First, I don’t like to bring my work home because I have 3 little boys and a wife who need my time, so I don’t. I need a house suited to the lifestyle of young children. White carpet is not a good idea! White walls are not a good idea. I need a house I can spray down to wash it off.
Now, to leave my cynicism behind and address the needs of a watchmaker in his shop: Watchmaker’s spend much of their time focusing on the 9 square inches directly in front of them. During the repair of a watch I wear a loupe which, as we discussed before requires your face to about 2 inches from your work. Since this is where you spend most of your time a good bench is essential to a good shop. It should be high enough that you don’t have to strain your neck to get that close to your work. It should also have arm supports which allow you to keep your elbows below your shoulders and your hands at the workpiece. It also needs good lighting. Natural light is the best, but may provide security concerns. Most of my hand tools are stored in the drawers of my bench on my right hand side, since I am right handed.
In addition to my work bench I have storage for spare parts and additional work areas. Ideally this area has a microscope at a lower counter where one can actually work with the watch, if need be, and all kinds of tools for the casing work of the watch. A computer with Internet access is also a must in today’s modern world. I need a master clock to compare the watches to. I use a radio controlled quartz clock which receives the time signal from the atomic clock at the Bureau of Standards in Fort Collins, Colorado.
A watchmaker’s shop needs to be very clean. Dust and lint are a watchmaker’s enemy so acoustic tile is horrid! Smooth surfaces are the best. I sometimes, look for stuff on the ground so a floor that is soft, smooth, and a solid light color is ideal. That tiny gap between the floor and the baseboards, is a great place for things to get lost so a smooth transition between floor and wall would be absolutely ideal. And as long as we are talking about ideals, a positive air flow to keep dust from entering would also be the things dreams are made of.
Cleaning equipment should be kept in a separate area from the work area and should be well ventilated. In addition polishing equipment should be in another separate area and heavily exhausted.

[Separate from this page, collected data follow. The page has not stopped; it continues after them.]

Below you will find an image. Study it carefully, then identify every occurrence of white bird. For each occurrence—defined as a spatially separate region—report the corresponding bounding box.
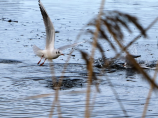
[33,0,84,66]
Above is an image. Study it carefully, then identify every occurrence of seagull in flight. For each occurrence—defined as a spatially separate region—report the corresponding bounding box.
[33,0,84,66]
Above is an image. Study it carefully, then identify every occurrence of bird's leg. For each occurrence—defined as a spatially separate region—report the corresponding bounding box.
[37,55,44,64]
[40,58,47,66]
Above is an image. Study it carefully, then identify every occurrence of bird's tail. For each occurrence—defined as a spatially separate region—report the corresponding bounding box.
[33,45,43,57]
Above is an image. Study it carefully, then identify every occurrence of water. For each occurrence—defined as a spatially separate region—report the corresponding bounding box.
[0,0,158,117]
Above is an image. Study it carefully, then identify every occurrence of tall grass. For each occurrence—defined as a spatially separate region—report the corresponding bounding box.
[27,0,158,118]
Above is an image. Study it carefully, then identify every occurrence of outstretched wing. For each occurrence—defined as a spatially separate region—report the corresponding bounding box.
[39,0,55,50]
[33,45,43,57]
[58,41,85,51]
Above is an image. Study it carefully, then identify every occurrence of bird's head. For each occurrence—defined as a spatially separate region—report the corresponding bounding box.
[55,49,64,56]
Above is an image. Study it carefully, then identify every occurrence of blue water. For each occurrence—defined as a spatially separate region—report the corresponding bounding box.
[0,0,158,117]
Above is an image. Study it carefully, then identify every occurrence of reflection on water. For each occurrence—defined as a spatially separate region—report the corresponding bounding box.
[126,68,137,77]
[0,0,158,117]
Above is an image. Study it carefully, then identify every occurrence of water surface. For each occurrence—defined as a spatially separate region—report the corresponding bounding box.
[0,0,158,117]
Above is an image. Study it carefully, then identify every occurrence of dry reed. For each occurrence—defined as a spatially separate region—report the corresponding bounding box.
[25,1,158,118]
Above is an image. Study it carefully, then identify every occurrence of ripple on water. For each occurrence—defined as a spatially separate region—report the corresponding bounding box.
[1,0,158,118]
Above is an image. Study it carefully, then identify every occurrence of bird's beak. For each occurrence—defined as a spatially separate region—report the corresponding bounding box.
[61,54,64,55]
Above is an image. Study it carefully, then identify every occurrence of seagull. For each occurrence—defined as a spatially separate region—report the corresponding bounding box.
[33,0,84,66]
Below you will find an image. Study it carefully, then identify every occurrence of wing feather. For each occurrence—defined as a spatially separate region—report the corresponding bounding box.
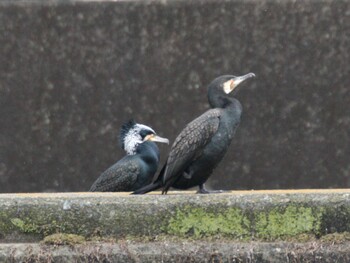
[90,158,139,192]
[163,109,222,183]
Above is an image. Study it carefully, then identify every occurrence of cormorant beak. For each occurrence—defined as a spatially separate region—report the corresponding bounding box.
[145,134,170,144]
[224,72,256,94]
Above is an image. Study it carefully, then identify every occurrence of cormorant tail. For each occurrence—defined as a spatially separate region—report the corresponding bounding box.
[131,181,162,194]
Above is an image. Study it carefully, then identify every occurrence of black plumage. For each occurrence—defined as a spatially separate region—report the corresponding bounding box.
[89,120,169,192]
[133,73,255,194]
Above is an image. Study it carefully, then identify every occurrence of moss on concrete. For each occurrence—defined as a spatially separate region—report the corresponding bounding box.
[10,218,40,234]
[0,209,17,234]
[6,211,82,238]
[0,199,122,239]
[165,205,326,241]
[42,233,86,245]
[320,232,350,243]
[254,206,324,240]
[166,206,250,238]
[1,192,350,242]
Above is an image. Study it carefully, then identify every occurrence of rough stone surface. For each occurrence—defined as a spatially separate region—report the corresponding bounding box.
[1,241,350,263]
[1,191,350,261]
[1,191,350,242]
[0,0,350,193]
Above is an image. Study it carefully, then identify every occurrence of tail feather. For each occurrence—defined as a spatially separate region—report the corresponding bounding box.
[131,181,162,194]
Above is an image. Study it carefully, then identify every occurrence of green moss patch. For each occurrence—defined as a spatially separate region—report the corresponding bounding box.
[255,206,323,240]
[42,233,86,245]
[11,218,40,234]
[166,207,250,238]
[1,194,350,242]
[165,205,327,241]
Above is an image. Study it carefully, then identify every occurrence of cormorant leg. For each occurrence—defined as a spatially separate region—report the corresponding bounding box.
[196,184,225,194]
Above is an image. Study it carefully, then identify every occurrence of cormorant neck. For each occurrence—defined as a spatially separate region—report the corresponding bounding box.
[208,90,236,109]
[136,141,160,163]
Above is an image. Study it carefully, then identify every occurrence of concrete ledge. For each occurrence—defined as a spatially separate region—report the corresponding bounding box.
[1,241,350,263]
[1,190,350,242]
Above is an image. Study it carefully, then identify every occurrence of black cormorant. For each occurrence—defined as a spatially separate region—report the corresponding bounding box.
[133,73,255,194]
[89,120,169,192]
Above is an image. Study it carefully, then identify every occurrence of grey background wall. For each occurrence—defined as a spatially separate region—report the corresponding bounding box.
[0,0,349,193]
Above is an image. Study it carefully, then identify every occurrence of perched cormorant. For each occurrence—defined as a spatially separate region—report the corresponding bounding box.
[133,73,255,194]
[89,120,169,192]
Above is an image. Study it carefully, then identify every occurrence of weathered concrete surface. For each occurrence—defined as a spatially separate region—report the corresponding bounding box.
[1,241,350,263]
[1,190,350,243]
[0,0,350,193]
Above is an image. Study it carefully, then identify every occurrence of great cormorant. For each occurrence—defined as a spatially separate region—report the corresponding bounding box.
[133,73,255,194]
[89,120,169,192]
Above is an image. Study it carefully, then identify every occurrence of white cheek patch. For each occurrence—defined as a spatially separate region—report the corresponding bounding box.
[223,80,233,94]
[123,123,156,155]
[124,138,141,155]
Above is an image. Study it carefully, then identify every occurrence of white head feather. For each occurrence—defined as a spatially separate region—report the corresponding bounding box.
[123,124,155,155]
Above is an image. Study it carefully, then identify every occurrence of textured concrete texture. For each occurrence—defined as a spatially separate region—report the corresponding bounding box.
[1,242,350,263]
[1,191,350,262]
[0,0,350,193]
[1,190,350,242]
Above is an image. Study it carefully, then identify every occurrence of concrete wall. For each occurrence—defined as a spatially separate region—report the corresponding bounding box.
[0,0,349,192]
[1,191,350,262]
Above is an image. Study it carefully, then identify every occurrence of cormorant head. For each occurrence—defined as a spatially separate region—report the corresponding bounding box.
[209,73,255,95]
[119,120,169,155]
[207,73,255,108]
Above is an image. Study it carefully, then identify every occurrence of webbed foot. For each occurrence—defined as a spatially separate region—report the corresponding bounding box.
[196,184,226,194]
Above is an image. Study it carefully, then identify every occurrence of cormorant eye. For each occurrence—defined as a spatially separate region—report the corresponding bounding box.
[140,130,154,140]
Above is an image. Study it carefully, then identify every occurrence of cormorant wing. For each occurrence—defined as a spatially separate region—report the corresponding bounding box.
[162,108,222,184]
[89,157,139,192]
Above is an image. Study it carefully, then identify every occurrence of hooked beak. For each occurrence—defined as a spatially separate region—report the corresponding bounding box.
[224,72,256,94]
[145,134,170,144]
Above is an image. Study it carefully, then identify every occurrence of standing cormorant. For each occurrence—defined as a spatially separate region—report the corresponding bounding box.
[133,73,255,194]
[89,120,169,192]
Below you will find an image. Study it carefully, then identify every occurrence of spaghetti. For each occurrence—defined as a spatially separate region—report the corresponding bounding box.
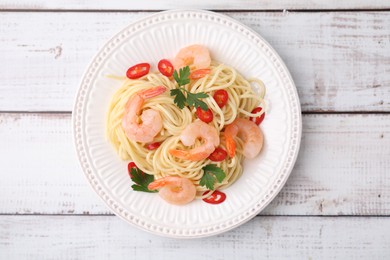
[107,61,266,200]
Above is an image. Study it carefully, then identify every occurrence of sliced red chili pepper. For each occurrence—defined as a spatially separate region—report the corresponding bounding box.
[126,63,150,79]
[146,142,161,150]
[127,162,138,178]
[250,107,265,125]
[190,69,211,79]
[202,190,226,204]
[158,59,174,77]
[213,89,229,108]
[196,107,213,123]
[208,147,227,162]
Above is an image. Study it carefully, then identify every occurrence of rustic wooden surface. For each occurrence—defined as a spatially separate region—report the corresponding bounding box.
[1,216,390,259]
[1,0,389,10]
[1,2,389,259]
[1,12,389,112]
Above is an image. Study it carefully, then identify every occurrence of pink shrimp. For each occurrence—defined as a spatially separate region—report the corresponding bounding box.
[169,120,219,161]
[173,44,211,70]
[224,118,264,159]
[122,86,166,143]
[148,176,196,205]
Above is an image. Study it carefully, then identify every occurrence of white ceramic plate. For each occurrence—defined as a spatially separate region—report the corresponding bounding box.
[73,10,301,238]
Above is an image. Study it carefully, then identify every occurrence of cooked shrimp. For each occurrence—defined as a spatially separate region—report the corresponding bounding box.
[169,120,219,161]
[122,86,166,143]
[224,118,264,159]
[173,44,211,70]
[148,176,196,205]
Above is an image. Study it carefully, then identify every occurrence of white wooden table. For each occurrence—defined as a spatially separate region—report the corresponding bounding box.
[1,1,389,259]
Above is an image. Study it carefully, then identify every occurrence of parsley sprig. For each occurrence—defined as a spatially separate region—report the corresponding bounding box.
[170,66,209,110]
[130,168,157,193]
[173,66,191,86]
[200,164,226,190]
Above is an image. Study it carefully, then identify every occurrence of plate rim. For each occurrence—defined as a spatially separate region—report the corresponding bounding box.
[72,9,302,238]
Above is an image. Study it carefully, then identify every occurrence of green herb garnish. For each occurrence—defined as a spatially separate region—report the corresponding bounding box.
[173,66,191,87]
[130,168,157,193]
[170,66,209,110]
[200,164,226,190]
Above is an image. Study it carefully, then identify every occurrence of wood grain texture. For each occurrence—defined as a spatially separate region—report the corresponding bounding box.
[0,0,389,10]
[0,113,389,215]
[0,113,101,215]
[0,12,389,112]
[1,215,390,259]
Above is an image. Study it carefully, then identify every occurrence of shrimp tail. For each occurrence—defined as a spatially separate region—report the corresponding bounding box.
[224,123,238,158]
[148,178,168,190]
[138,85,166,99]
[169,149,210,161]
[225,136,236,158]
[169,149,188,158]
[148,176,185,192]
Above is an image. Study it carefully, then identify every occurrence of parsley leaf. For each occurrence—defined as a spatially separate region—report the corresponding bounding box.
[200,164,226,190]
[131,184,154,193]
[170,66,210,110]
[173,66,191,87]
[186,92,209,111]
[170,89,186,109]
[130,168,157,193]
[199,172,215,190]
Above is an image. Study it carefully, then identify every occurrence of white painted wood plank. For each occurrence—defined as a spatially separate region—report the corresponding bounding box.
[1,216,389,259]
[270,114,390,215]
[0,12,389,112]
[0,0,389,10]
[0,113,102,215]
[0,113,389,215]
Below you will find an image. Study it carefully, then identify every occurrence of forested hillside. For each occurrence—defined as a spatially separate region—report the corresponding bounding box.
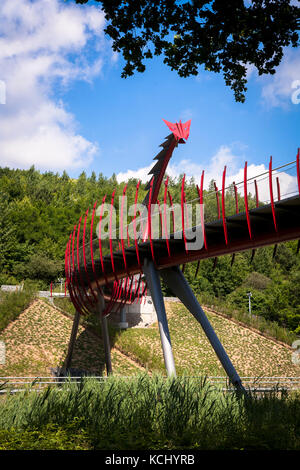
[0,165,299,335]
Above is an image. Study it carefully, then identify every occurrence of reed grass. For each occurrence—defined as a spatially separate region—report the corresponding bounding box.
[0,374,299,450]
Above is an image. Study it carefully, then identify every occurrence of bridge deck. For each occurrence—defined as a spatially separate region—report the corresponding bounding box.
[78,194,300,287]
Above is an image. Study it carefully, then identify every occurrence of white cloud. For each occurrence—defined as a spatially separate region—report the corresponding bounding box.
[0,0,108,171]
[260,48,300,108]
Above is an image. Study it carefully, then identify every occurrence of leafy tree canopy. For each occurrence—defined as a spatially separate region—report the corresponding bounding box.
[75,0,300,101]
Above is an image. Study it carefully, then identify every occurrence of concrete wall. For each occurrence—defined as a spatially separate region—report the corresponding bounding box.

Another shop with a bench and a lathe for micro-mechanical work would just be super nice to keep the metal shavings generated from filing and turning from contaminating the clean area.
As for security: a watchmaker needs a safe to put away his work at night. If he works directly with customers he/she needs an area to receive customers and their work, which should be comfortable, safe and away from the work area.
In addtion, the American Watchmaker’s Clockmaker’s Institute makes available sample floor plans for workshops.